2 min read

RUMFORD – House pets Big Mama, Albie, Sabrina and Jagger suffered no apparent injuries Thursday afternoon when flames and smoke swept through multiple ceilings above them during an electrical fire at the Smithville Road home of Raymond and Cheryl Baker.

Big Mama is an 18-foot-long Burmese python. Albie is a 13-foot-long albino Burmese python. Sabrina is a 6-foot-long red tail boa constrictor, and Jagger is a 13-year-old Maine coon cat. The snakes were kept inside a large, glass-enclosed cage, Cheryl Baker said.

“Those snakes are worth more than my house,” said Cheryl, who married Raymond in July, just after they finished extensive renovations to the 1920s-era home in Rumford’s Smith Crossing neighborhood.

Raymond Baker, a building contractor, was working in Embden Thursday when his wife smelled something odd in the kitchen shortly before 1:15 p.m. and went to investigate.

“It first smelled like Raid – like someone had sprayed Raid – but I was the only one home and the doors were all locked,” Cheryl Baker said.

Standing near the sink, she looked up, saw smoke, then the cardboard-like ceiling charred around a light. She called 911, said she heard the downstairs smoke detector go off and got out quickly.

As Rumford and Mexico firefighters arrived within minutes and set up, Cheryl Baker stood outside crying, consoled by friends and neighbors.

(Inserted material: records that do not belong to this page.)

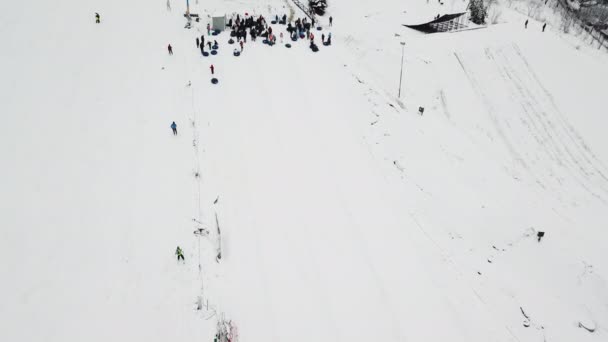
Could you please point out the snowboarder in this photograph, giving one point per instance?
(540, 235)
(180, 254)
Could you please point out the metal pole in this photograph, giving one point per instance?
(401, 74)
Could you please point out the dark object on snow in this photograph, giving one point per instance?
(317, 6)
(540, 235)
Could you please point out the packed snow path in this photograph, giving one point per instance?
(345, 215)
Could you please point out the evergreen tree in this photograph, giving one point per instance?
(478, 11)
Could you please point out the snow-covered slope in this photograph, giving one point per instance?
(344, 214)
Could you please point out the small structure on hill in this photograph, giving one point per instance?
(218, 22)
(444, 23)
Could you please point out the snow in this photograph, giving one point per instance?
(344, 214)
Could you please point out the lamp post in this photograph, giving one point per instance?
(401, 74)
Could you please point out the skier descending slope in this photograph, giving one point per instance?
(180, 254)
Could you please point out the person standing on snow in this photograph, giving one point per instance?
(180, 254)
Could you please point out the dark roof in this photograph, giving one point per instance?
(441, 24)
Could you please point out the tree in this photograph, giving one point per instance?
(478, 12)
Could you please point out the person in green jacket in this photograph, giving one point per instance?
(180, 254)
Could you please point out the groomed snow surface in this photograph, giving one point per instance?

Firefighter teams donned breathing gear and face masks before entering, then some came back out, motioning for pry bars and a chain saw.

At first they were perplexed, because they couldn’t find the fire, but knew it was there, Rumford Deputy Chief Ben Byam said.

Someone found Jagger and put him in the bathroom until they could safely bring him out, which a firefighter did at about 2:20 p.m.

Byam said the fire extended across the house from one room to another within three ceilings, one atop the other. A hole poked through one ceiling revealed a lot of smoke but no fire. Eventually, they found it in the kitchen and doused it, then vented the one-story building with an exhaust fan.

He estimated damage at $3,000, and said the Bakers could stay in it tonight, with approval from an electrician.

“I just thank God these guys are fast. If they had been any slower, I’m sure I would have lost my home,” Cheryl Baker said.

It was her first fire, but Big Mama’s second.

Cheryl Baker said their biggest snake was a rescued burn victim.

“The people who had her, they kept her in a cat carrier, and it had a fluorescent light in it and she got burned by it from head to tail,” she said.

After Thursday’s fire, Baker said the snakes all seemed to be fine.